ICD-10 Preparation

By Christel Chuderewicz, RHIT, CCS

It is time to turn our focus on October 1, 2013, for the ICD-10-CM and ICD-10-PCS implementation. This change will affect multiple aspects of hospital operations as we know them today. Kudos to those of you who have already begun gearing up for the changes, and already have committees in place.

For those of us, and I am sure there are many, who have not, there is a wealth of information available on time line implementation, including important check lists through the American Hospital Association.. To view a complete advisory from the AHA, visit the AHA’s Central Office ICD-10 Resource Centre at http://www.ahacentraloffice.org/codes/ICD10.shtml.
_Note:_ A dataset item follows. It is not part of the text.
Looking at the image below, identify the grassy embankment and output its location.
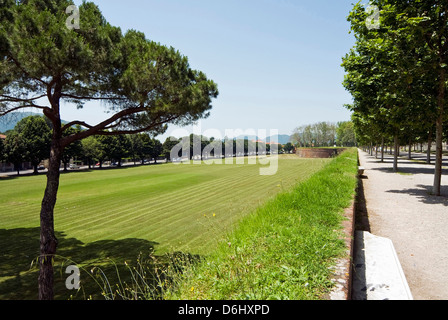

From a coding education perspective, the bulk of education and training on the new system should be an ongoing process.

It is certainly too soon to overwhelm the coding staff with a new system that is three years away, but after taking the ICD-10 Certified Training course myself, just a few weeks ago, I think it would certainly be appropriate to assess the educational needs your own coding staff requires to be successful.

An anatomy and physiology refresher along with an in dept review of muscles, ligaments, tendons, bones and arteries should be on the education check list along with an introduction to the new “root word” system for procedure coding.

Diagnosis coding within ICD-10 is very similar to ICD-9, just more detailed. It follows the basic general coding thought process we currently use for applying ICD-9 diagnosis codes.

It’s the procedure coding that will present our greatest educational hurdle, and challenge our most experienced coders……leaving many of them to opt for early retirement, as I am sure you have all heard……leaving the rest of us, who do not have that luxury, feeling overwhelmed and anxious.

To lessen the anxiety and prevent backlogs, we need to:

  • Work with our educators to ensure that all graduates are prepared for the changes.
  • Promote our profession….the well is drying up and qualified coders are a dying breed.
  • Mentor and provide ongoing education for our current staff.
  • Turn to technology…..it IS our friend!

Although reluctantly, 20 years ago we embraced the encoder as a tool to assist the coding staff. Now, we find it difficult to function without it. We must now view the computer assisted coding software in the same manner……a tool which enhances the coder’s ability to perform their job more effectively.

If you have not already had a chance to review any of the Computer-Assisted Coding software applications available, now is the time, as it can prove to be an excellent tool to assist the coding staff with the transition as well as avoiding expected back logs.

Additionally, there are many recommendations to enhance clinical documentation improvement specialist programs to handle documentation deficiency needs. A CAC program along with your electronic medical record could help defray those costs by providing immediate information on areas of documentation improvement without adding additional FTEs.

My organization, as well as many others in Western Pennsylvania have already implemented, or are in the process of implementing CAC software to enhance the coder’s ability to perform daily duties. All of who, I am sure would be willing to share their experience. Don’t wait for tomorrow…………check it out today!

In listening to a webinar last week hosted by our friends to the north on their experience going live with ICD-10, if there was one thing Canada could advise, it is “PREPARE, PREPARE, PREPARE”.